В кухне сидит полотер Рафал, очень осведомленная личность с огромными связями во всех слоях общества. Даже Юзефа считается с мнением Рафала! И он тоже подтверждает, что да, за такую работу – "Я же вижу! Господи Иисусе, и когда только он спит?" – другой доктор на золоте ел бы!

– Не умеет? Он? – Юзефа смертельно оскорблена. – А когда Дроздова, генеральша, разродиться не могла, кто помог? Все тутейшие доктора спугалися, – из Петербургу главного профессора по железной дороге привезли, так ен только головой покрутил. "Не берусь, сказал, не имею отва́ги!" А наш взял – раз-раз, и готово! Сделал репарацию (так Юзефа называет операцию) – родила генеральша, сама здорова, и ребеночек у ей живой!

Наступает пауза – слышно только, как старательно полотер Рафал втягивает в себя чай.
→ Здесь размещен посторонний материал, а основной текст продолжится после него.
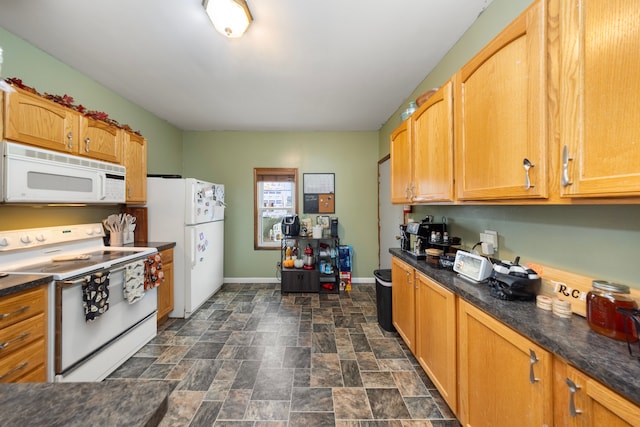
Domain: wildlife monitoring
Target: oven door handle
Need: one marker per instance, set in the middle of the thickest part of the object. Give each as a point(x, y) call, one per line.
point(67, 283)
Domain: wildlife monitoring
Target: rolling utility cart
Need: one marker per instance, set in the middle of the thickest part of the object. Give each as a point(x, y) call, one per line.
point(309, 264)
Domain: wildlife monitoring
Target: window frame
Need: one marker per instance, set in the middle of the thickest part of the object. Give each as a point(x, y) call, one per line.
point(283, 174)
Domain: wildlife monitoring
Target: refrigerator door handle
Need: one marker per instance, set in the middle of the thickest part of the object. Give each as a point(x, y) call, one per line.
point(192, 248)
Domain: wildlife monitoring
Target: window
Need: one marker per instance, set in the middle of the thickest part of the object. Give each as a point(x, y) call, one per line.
point(274, 197)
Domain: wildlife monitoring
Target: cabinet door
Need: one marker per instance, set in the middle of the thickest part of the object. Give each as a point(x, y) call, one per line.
point(165, 290)
point(403, 302)
point(504, 377)
point(500, 104)
point(401, 164)
point(33, 120)
point(100, 140)
point(600, 85)
point(135, 160)
point(432, 135)
point(582, 401)
point(436, 336)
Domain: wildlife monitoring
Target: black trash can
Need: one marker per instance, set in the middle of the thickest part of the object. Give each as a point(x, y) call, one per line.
point(383, 299)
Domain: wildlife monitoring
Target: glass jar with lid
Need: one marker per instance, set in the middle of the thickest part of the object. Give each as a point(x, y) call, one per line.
point(602, 316)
– А за гэтых Дроздовых, – говорит он вдруг, – вы, тетечко, не ударяйтеся, пожалейте свою сердцу. Я у их мало что не десять годов подлоги (полы) натираю. У их свою заработанную копейку из горла вырывать надо!..

Папа спит часа полтора. Он накрыт шубой с головой. Рядом с диваном, на стуле, – папины очки. Поникшие дужки их – как оглобельки саней, из которых выпряжен конь.

Терпеливо, как всегда, я подкарауливаю папино пробуждение. Вот он откидывает с головы шубу, мигает невидящими, очень близорукими глазами:

– Ты тут, Пуговица?.. Стой, стой, очки раздавишь! Назрели вопросы? Ну, сыпь свой крыжовник!